Recent developments in the field of training Neural Networks (Deep Learning) and advanced algorithm training platforms like Google’s TensorFlow and hardware accelerators from Intel (OpenVino), Nvidia (TensorRT) etc., have empowered developers to train and optimize complex Neural Networks in small edge devices like Smart Phones or Single Board Computers. This has led to a profusion of initiatives to use such trained models in the domain of Health and Safety (HSE) at workplace. Here is a summary of initiatives that Optisol Datalabs has been working on in the past year to improve safety and avoid accidents.Computer Vision Analytics helps to improve Health and Workplace safety
Computer Vision Process Flow
Computer vision analytics model typically follows this process flow. The first step is to generate or collect training data. The training data can be generic images collected from google searches or propriety data collected in industrial premises. The training data is then labelled. This involves manually going over image by image and marking the objects (humans, trucks or other labels that need to be detected) with labels. The labeled dataset is converted into a format that the computer vision models needs to be trained. Typically training happens in a cloud server like Amazon Web Services (AWS) servers. This is because the training requires lot of processing power from Graphical Processing Unit (GPU) enabled servers that are very expensive to purchase but cheaper to rent. Using a powerful cloud server reduces the training time to hours instead of days. The training is monitored using a dashboard called Tensor Board that provides real time visualization of the model training parameters. The model thus trained is downloaded into a local machine. The next step is to optimize the trained model to run in a specialized hardware. This hardware could be Intel, Nvidia or Google Edge TPU processors that run on small single board computers. The hardware optimization is done using optimization packages provided by the corresponding hardware vendors. Thus, optimized model can be loaded into an edge processor and deployed in hand-held, portable low power units that can run the models and perform inference in real time. The output of the model can be used to send notification or drive other processes.
The following are some of the interesting initiatives that we are working on training computer vision models to improve health and safety in the workplace.
1. PPE (Personal Protective Equipment) Compliance
Improper adherence to Personal Protective Equipment in industries is a big problem. Employees don’t wear PPE either due to lack of knowledge on safety or due to the perceived inconvenience in wearing PPE. This is a major concern for employers and Health and Safety managers. We have assembled a detailed data set of workers wearing different PPE and have trained models that can accurately detect if the required PPE is worn by an employer or not. We have built an small edge device with integrated camera that can be mounted on doors that will check if the person is wearing the required PPE or not and based on that it will unlock the door for the person to enter the industrial premises.
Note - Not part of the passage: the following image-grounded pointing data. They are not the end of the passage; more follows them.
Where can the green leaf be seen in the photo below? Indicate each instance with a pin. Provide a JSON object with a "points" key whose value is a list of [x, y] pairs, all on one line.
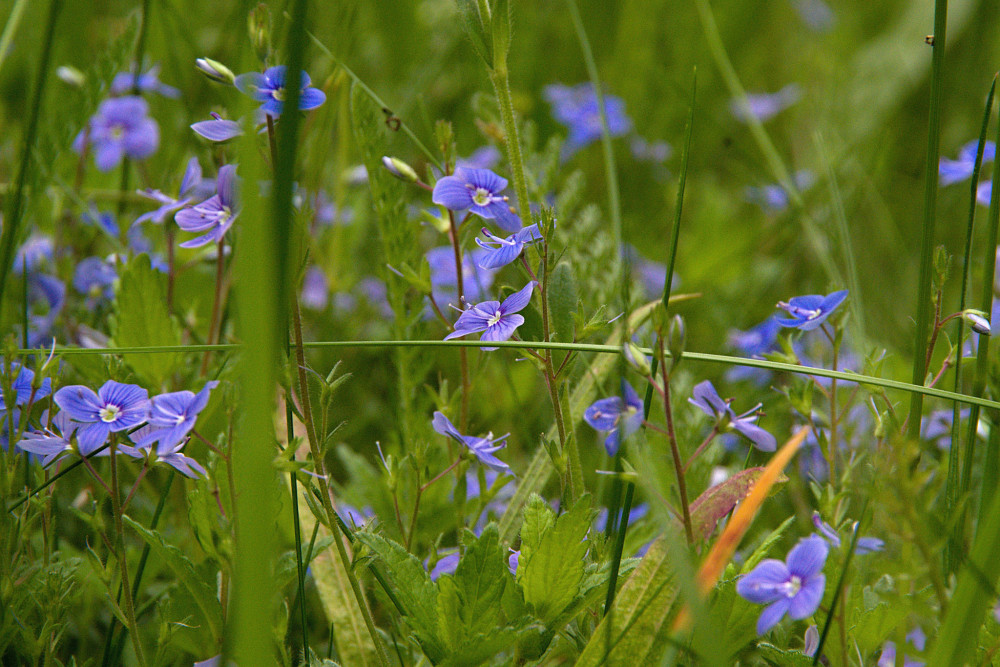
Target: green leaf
{"points": [[141, 319], [563, 302], [718, 501], [552, 573], [201, 590], [414, 589], [538, 518], [640, 617]]}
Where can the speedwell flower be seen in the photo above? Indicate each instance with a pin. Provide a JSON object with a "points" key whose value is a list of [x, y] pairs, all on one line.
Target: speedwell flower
{"points": [[794, 587], [269, 88], [501, 252], [481, 448], [479, 191], [121, 127], [115, 407], [620, 415], [215, 215], [496, 320], [707, 399]]}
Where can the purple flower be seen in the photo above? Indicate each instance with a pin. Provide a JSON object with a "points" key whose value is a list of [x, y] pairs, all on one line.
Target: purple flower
{"points": [[115, 407], [481, 448], [765, 105], [707, 399], [125, 82], [955, 171], [810, 311], [576, 107], [121, 127], [916, 638], [94, 278], [172, 416], [269, 88], [479, 191], [621, 417], [215, 215], [794, 587], [496, 320], [501, 252]]}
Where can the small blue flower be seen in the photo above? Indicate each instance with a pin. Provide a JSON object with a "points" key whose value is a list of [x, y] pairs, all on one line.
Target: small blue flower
{"points": [[115, 407], [707, 399], [576, 108], [955, 171], [765, 105], [496, 320], [621, 416], [172, 416], [794, 587], [477, 190], [269, 88], [501, 252], [215, 215], [810, 311], [481, 448], [121, 127], [125, 82]]}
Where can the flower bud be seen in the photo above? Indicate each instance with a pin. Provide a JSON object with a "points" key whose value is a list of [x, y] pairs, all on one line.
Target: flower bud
{"points": [[400, 169], [259, 26], [215, 70]]}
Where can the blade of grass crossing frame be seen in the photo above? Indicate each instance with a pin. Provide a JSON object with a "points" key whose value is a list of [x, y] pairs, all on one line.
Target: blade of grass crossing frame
{"points": [[956, 485], [930, 211]]}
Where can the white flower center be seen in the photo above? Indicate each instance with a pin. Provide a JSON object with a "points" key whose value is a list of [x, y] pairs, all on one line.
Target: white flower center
{"points": [[482, 197], [110, 413]]}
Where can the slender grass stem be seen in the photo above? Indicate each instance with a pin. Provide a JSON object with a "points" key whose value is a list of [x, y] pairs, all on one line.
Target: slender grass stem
{"points": [[930, 216]]}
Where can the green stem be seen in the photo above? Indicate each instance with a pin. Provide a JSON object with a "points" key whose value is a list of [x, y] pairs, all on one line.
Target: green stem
{"points": [[930, 214]]}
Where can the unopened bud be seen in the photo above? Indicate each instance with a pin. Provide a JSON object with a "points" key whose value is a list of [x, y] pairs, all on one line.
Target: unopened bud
{"points": [[71, 76], [259, 26], [979, 324], [215, 70], [400, 169]]}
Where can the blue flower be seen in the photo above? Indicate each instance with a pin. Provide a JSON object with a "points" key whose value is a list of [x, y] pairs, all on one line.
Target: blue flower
{"points": [[955, 171], [794, 587], [125, 82], [810, 311], [621, 416], [765, 105], [576, 108], [496, 320], [172, 416], [269, 88], [121, 127], [707, 399], [115, 407], [479, 191], [481, 448], [215, 215], [501, 252]]}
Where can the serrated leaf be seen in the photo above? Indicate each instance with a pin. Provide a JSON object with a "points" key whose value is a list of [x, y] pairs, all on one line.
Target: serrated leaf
{"points": [[718, 501], [202, 591], [538, 518], [640, 617], [142, 319], [553, 572], [562, 302], [414, 589]]}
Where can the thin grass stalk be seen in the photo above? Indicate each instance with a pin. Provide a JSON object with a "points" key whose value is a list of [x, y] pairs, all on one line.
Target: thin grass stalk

We are working on integrating this PPE compliance model in a drone so that we will have wider coverage than a fixed position camera. The drone can monitor and report PPE violations as it flies around the industrial premises.
2. Monitoring of Hazardous Chemicals Storage and Transport
Hazardous chemical storage and transport is another scenario where we are training computer vision-based models to detect and notify any safety violations of the prescribed procedures. A client of us came up with this scenario where in trucks carrying Sulfuric acid comes to an unloading bay and the truck driver after wearing all the necessary PPE operates valves and hoses in sequence to unload the acid into storage containers. The environment is very harsh and corrosive, and the truck drivers need to be very careful and diligent in following the sequence of procedures to unload the cargo. We are building a computer vision analytics model that is trained to detect the back of the truck, backing into the unloading bay, detect if the driver is wearing necessary PPE, then monitor the sequences of valve openings and hose connections to validate if the entire unloading processing is done according to the specifications. Any violations or deviations is identified, captured and notified for remedial measures. This monitoring is done automatically, unobtrusively that it doesn’t disturb the normal operations of the plant.
3. Activity Recognition
Activity recognition is more complex than detecting PPE, trucks and other objects mentioned in the above two initiatives. Activity Recognition Computer Vision models need a sequence of frames (images) to determine what activity is being performed. We use pre-trained pose estimators like Open Pose, PoseNet, TF Pose Estimators to build a 2D or 3D pose data of humans on the frame. From this we train a machine learning classifier that takes a sequence of pose data as input and learns to classify what the activities is being performed. Such activity recognition models can be used in the following ways
- Sign Language Interpretation:
Activity Recognition models can be trained as translators to understand and respond to Sign Language speakers by interpreting their sign language gestures
- Ergonomics Assessment:
Ergonomics assessment to prevent repetitive injury prevention is another area that is ripe for automation using computer vision-based activity recognition models. There are published protocols for assessing injury risk due to bad posture and ergonomics. These protocols are based on measuring shoulder, elbow, wrist, neck and truck angles to see how much rotation and extension are exacted on the body while performing repetitive tasks at workplace. These exertions are converted into risk sore and necessary changes to the workstation and tasks are made to reduce the score if it is high. The whole process is automated by calculating the body angles and injury risk scores from the pose data generated from the model.